Et qui d’autre que Pierre Milza, grand spécialiste de la période fasciste italienne, pouvait écrire un livre aussi passionnant que Les derniers jours de Mussolini? Le titre porte bien son nom, en effet Milza nous place aux côtés du Duce heure par heure lors de ses trois derniers jours. Un peu comme dans le Paris-brûle-t-il des Lapierre-Collins, un autre livre que j’ai adoré, où l’on vit l’insurrection parisienne aux côtés des insurgés de façon si intense qu’on souffre, qu’on meurt, qu’on crie, qu’on gagne avec eux. Mais revenons au sujet du jour… Un sujet qui, encore aujourd’hui, fait couler beaucoup d’encre et n’a pas une version définitive à défaut d’en avoir une officielle : les partisans italiens, et seulement eux, ont éliminé le dictateur. Il semblerait que ce ne fut pas aussi « simple » que ça. L’auteur étudie, chaque fois que le récit le demande, plusieurs pistes. Même s’il ne prend pas parti, Milza nous donne son point de vue sur la thèse la plus crédible selon sa connaissance et ses recherches.

Ce livre historique passionnant se lit comme un roman.  Un document qui n’occulte aucune piste et qui n’épargne personne, même pas les dérives et assassinats de la part de certains résistants.

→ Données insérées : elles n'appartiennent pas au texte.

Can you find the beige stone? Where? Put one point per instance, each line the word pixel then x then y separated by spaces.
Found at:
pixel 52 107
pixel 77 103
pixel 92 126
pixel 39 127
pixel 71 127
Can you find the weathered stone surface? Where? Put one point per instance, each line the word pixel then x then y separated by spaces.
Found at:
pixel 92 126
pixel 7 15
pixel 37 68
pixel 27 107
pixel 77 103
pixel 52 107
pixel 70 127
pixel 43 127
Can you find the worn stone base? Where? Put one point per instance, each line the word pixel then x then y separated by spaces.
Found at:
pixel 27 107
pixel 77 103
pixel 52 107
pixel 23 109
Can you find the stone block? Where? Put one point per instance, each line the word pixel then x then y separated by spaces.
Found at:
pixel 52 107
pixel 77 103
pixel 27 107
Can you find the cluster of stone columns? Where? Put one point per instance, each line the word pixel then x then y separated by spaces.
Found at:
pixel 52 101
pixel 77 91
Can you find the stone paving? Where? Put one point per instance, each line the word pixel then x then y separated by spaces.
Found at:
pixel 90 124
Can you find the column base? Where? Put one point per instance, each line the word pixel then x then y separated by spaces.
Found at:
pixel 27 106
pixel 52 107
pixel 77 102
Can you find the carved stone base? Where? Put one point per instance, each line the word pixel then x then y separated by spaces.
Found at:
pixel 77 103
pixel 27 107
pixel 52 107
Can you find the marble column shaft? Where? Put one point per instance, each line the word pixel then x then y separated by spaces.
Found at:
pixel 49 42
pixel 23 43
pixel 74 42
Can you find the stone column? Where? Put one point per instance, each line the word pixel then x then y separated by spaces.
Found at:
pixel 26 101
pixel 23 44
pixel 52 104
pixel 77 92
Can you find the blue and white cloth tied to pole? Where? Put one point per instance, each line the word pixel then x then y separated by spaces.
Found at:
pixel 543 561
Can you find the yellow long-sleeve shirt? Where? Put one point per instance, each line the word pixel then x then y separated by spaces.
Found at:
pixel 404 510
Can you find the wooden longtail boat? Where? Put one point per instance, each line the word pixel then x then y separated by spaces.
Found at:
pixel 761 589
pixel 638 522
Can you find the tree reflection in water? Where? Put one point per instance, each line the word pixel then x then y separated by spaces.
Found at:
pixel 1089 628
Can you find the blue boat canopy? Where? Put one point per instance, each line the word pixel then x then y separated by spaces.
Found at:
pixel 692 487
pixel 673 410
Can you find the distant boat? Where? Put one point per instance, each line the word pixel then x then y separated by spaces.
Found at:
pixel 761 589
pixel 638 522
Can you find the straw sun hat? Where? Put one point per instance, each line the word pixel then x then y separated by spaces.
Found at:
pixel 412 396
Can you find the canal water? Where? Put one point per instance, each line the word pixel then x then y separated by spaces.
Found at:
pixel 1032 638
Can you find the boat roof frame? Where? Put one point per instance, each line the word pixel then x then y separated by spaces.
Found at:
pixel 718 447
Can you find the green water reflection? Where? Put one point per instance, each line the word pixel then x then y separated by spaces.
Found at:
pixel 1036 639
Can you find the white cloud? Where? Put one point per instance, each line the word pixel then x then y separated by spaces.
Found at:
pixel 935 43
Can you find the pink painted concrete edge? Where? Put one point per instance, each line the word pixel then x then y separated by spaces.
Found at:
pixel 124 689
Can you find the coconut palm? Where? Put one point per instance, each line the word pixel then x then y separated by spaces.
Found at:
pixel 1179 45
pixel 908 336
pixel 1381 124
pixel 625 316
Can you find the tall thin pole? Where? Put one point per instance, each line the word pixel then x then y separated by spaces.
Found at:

La lumière de l’histoire,  qui a présenté et démontré le visage noir et criminel de la dictature fasciste, nous évitera de tomber dans la compassion pour ce dictateur qui durant ses derniers jours, est un homme sans pouvoir, malade, et fragile que l’on accompagne jusqu’à sa mise à mort. 

Personnellement je serais très heureux de pouvoir lire un prochain livre de Pierre Milza qui traiterait exclusivement des crimes des hommes de la République de Salò. Autre sujet, le fait qu’aucun criminel de guerre italien n’ai été jugé. Ou enfin, la terrible histoire de l’exécution de 15 antifascistes le 10 août 1944 à Milan sur Piazzale Loreto. Là-même ou le 29 avril 1945, le lendemain de son exécution, Mussolini a été pendu par les pieds pour éviter que son corps exposé ne subisse un lynchage post-mortem de la part de la foule en colère… Colère plus que justifiée.

MILZA, Pierre. Les derniers jours de Mussolini. Paris, Fayard, 2010. 350 p.